Cela dit, qui devait être dit, on ne peut que recommander la lecture de cet ouvrage, non pas aux Européens, qui risquent d'en tirer surtout une pharisienne satisfaction d'eux-mêmes, mais aux Africains. Ceux-ci auront intérêt à le méditer, et notamment les étudiants qui, tout en ressassant un jargon socialiste, s'apprêtent à montrer au retour dans leur pays un égoïsme de classe aussi forcené que celui des dirigeants actuels. Et il en sera ainsi tant que l'Afrique n'aura pas pris conscience de ses vraies valeurs, tant que le titulaire d'un petit brevet à l'européenne se croira plus civilisé qu'un chef coutumier, héritier d'une millénaire sagesse, tant que les hauts fonctionnaires ne connaîtront même pas les villages.

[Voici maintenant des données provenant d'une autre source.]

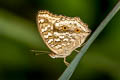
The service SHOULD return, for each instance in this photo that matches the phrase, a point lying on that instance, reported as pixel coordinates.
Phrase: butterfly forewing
(60, 33)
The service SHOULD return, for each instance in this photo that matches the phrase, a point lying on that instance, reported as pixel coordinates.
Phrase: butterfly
(61, 34)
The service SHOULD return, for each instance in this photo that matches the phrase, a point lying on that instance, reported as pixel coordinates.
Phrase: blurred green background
(19, 34)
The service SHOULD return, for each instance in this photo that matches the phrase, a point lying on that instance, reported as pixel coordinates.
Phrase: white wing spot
(57, 39)
(41, 20)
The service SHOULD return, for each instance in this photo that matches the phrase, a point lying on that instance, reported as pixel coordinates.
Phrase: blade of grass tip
(71, 68)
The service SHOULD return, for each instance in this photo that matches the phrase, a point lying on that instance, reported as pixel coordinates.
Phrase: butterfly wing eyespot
(64, 28)
(77, 30)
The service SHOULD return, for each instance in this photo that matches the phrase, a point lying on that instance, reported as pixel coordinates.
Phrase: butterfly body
(61, 34)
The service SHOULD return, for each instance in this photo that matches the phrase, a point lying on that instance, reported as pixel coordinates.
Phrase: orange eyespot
(77, 30)
(64, 28)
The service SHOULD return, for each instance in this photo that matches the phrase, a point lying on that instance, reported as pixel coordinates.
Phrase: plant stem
(71, 68)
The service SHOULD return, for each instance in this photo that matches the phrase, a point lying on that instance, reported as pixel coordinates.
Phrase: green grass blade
(69, 71)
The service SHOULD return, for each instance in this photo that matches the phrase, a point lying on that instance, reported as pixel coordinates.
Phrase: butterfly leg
(66, 63)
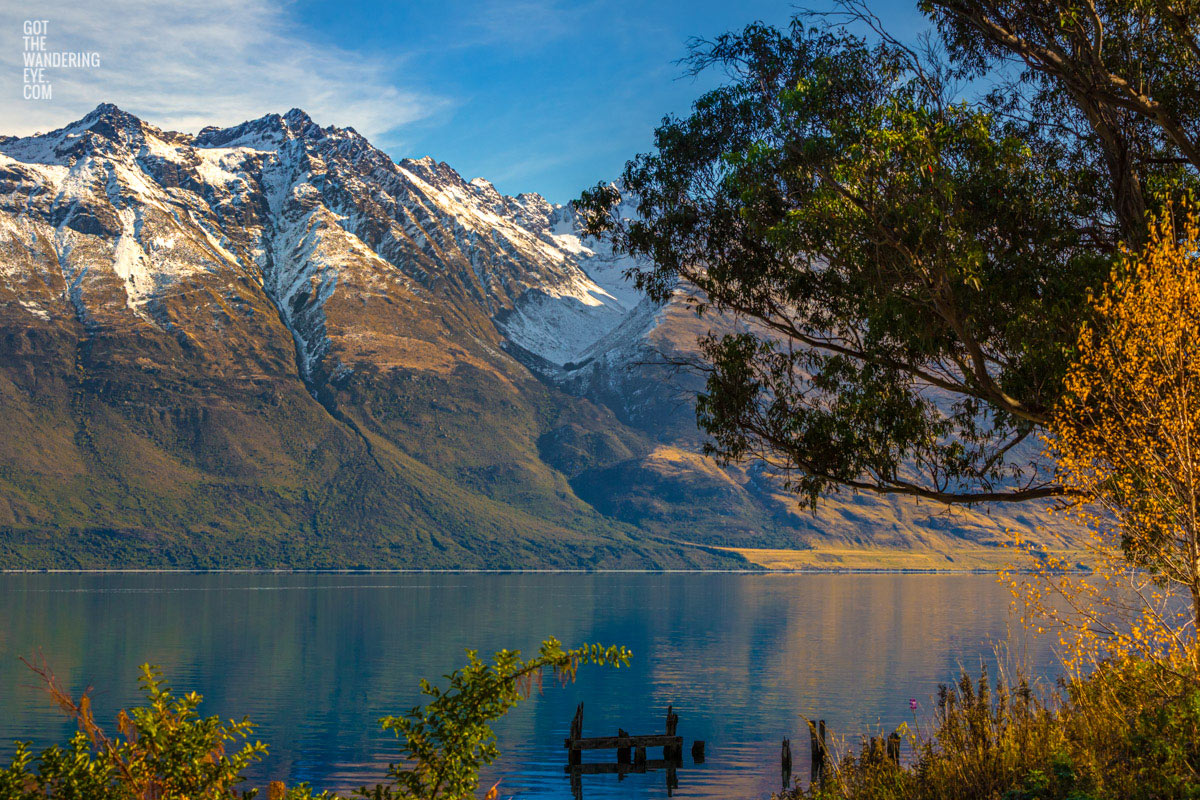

Même ce développement agricole, préconisé à juste titre par M. René Dumont, sera sans efficacité si l'Afrique continue d'être colonisée par une caste d'Européens à peau noire. Au fond, ce qui manque le plus à ces jeunes et tonitruants nationalistes, c'est un peu de patriotisme, c'est un peu de sens du devoir, c'est un peu d'amour de la masse. S'ils le comprennent en lisant M. René Dumont, celui-ci, malgré les outrances, les injustices et les naïvetés de son livre, aura fait œuvre salubre.